Dans mes pérégrinations ultérieures à travers l’état de Sonora, j’eus l’occasion de retrouver les principaux membres du gouvernement provisoire de Guaymas humblement cachés dans d’obscures bourgades, hormis un seul, le capitaine Ochoa, dont la destinée m’inspirait plus de sympathie ; ses amis mêmes n’avaient plus entendu parler de lui. — Le général Tobar fut plus heureux ; il était assez haut placé pour être un de ces hommes que les orages politiques n’atteignent que rarement au Mexique. Son commandement, quelque temps inoccupé, lui fut rendu, et son pronunciamiento se confondit avec tant d’autres au milieu des secousses qui ébranlent et ébranleront long-temps encore le Mexique. — U’Sacame, imposé pour chef aux Hiaquis, qui implorèrent la paix, brûla de sa main la cabane de Banderas proscrit, et, après la dissolution du gouvernement provisoire, Zampa Tortas, le commis de la douane, revint s’asseoir à son bureau avec autant de modestie que s’il n’avait pas été tout simplement un héros au milieu de la mêlée sanglante que j’ai essayé de décrire. — Quant à Casillas, sa pâle et mélancolique figure, sa fin tragique, apparaissent souvent dans mes souvenirs ; un mystérieux intérêt s’attache encore dans mon esprit au secret motif de la trahison qu’il avait méditée, et qui lui coûta la vie.

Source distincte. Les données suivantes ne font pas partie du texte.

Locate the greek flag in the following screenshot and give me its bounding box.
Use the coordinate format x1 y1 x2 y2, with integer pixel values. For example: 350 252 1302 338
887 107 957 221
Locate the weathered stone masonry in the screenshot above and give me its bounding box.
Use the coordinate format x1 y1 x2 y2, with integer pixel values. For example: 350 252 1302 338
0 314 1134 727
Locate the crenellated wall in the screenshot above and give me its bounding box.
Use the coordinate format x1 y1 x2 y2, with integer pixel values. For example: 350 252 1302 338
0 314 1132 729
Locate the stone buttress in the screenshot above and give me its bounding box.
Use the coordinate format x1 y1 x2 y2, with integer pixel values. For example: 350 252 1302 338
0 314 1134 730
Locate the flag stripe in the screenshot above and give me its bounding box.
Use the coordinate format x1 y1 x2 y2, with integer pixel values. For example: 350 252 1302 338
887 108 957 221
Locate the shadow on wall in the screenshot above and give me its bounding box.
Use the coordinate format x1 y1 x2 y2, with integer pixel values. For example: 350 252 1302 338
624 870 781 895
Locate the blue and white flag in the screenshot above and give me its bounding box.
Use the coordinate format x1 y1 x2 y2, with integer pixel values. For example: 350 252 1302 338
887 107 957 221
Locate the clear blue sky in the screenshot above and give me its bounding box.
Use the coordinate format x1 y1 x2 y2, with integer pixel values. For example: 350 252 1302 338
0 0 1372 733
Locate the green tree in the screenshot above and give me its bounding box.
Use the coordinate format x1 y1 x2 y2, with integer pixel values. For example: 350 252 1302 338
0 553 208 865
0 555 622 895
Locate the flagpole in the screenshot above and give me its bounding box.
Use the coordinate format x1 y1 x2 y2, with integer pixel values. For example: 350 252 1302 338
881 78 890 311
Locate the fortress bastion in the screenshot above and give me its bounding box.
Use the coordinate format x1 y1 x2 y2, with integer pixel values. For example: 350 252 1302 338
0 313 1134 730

Le sacristain n’eut garde d’oublier ce malheureux jeune homme. Colportant les oreilles de son ami, il alla quêter de maison en maison, afin de faire dire des messes pour le repos de son ame. Les personnes pieuses, à la vue de ce qui restait de Casillas, s’émurent de pitié, la collecte fut abondante ; mais le sacristain lui donna-t-il la religieuse destination qu’il annonçait ? Il est permis d’en douter. Il est des hommes dont le sort doit s’accomplir jusqu’à la fin ; Casillas mort devait être exploité par le sacristain comme Casillas vivant, et peut-être le sacristain a-t-il réalisé le proverbe espagnol :

Los dineros del sacristan
Cantando vienen y cantando se van[1]


G. FERRY.

  1. L’argent du sacristain vient en chantant et s’en va en chantant.